Record unicode cmap encodings when one glyph is in multiple slots #4586

skef · 2021-01-21T10:06:50Z

The problem addressed by this PR is referenced in multiple bugs, including #1534, #1831, #3085 and possibly #3080. However, the scope of the problem and the complete fix is as yet unclear.

skef · 2021-01-21T10:16:27Z

@HinTak

I know there is a complex and perhaps unpleasant history with this family of issues but I'm hoping you can help me out with taking a look at a potential fix. Keep in mind that I know next to nothing about CID mapped fonts so you might have to slowly walk me through steps like verifying problems and/or fixes in the UI.

Since you've made at least one PR I assume you can compile FontForge. The code for this PR is in this branch: https://github.com/skef/fontforge/tree/bg1831 , which you can look at by cloning https://github.com/skef/fontforge and doing a git checkout bg1831 "inside" the repository.

Based on preliminary testing (of Open/Generate pairs) this seems to resolve the noted problem in #1831 and I suspect it gets most or all of the way with #1534. But again I'm very green with this CID stuff.

HinTak · 2021-01-21T16:23:21Z

The code seems to be going in the right direction. You seems to have gone towards recording the multiples in a one-way linked list. That's probably good enough as these cases are supposed to be rare.

It is a complicated problem though as some operations would de-duplicate - especially given that fontforge is a glyph-level editor; e.g. If one wants to create a new glyph for one of a pair; and the reverse (one want to drop one of the glyphs and code two code points to the same other glyph). And how to present this in the UI level.

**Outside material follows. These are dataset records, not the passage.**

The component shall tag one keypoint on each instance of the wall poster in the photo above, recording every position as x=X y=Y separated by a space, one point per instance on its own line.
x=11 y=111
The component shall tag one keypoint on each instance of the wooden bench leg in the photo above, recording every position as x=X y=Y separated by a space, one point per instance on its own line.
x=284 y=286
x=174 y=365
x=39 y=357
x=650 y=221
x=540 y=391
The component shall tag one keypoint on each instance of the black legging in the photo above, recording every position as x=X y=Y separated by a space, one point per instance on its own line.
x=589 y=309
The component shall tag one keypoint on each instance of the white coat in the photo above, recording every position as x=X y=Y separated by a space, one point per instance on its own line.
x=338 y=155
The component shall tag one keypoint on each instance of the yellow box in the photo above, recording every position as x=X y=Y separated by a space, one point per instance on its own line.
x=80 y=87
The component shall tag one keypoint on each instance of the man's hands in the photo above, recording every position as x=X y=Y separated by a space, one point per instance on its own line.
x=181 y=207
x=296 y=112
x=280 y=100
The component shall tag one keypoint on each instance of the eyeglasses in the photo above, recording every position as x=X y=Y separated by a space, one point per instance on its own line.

After you have made the recording / playback and simple transcoding robust, you can start thinking about how one might modifying such info in a scripting way, then onto GUI?

I just realize while writing the above that even simple transcoding is not simple: new encoding may be smaller and not have one of the mappings, so do you keep a dangling slot linked...

There is also how you might save this info in sfd(?).

skef · 2021-01-22T00:07:34Z

@HinTak I should have supplied more context about this fix.

The "altuni" functionality and interface already exists. The main UI is in the "Alternate Unicode Encodings" section of the "Unicode" (first) tab of the "Glyph Info..." dialog. The python interface is described here. (I don't know if there is a native FontForge scripting interface -- at first glance there doesn't seem to be.)

All this PR does is add the code to make use of it on ttf/otf import. I don't know why it wasn't doing so before except that looking in the repository history the code was very early and perhaps GW never got around to addressing the case.

I'm pretty sure there's already some "deduplication" code present, much like there is for single-encoding cases. You'll have to play with it a bit. Regardless, most of what you've mentioned is already in the code base.

skef · 2021-01-22T00:14:58Z

There's more info about the UI here. I may not currently be setting all the variables correctly. (It looks like 0 would have been a better choice than -1 for Variation Selector? Or maybe not given that this is a CID font being loaded? It's a little hard to say because it's a bit of one and a bit of the other.).

(Also, to make this a complete response altuni data are already stored in the sfd file.)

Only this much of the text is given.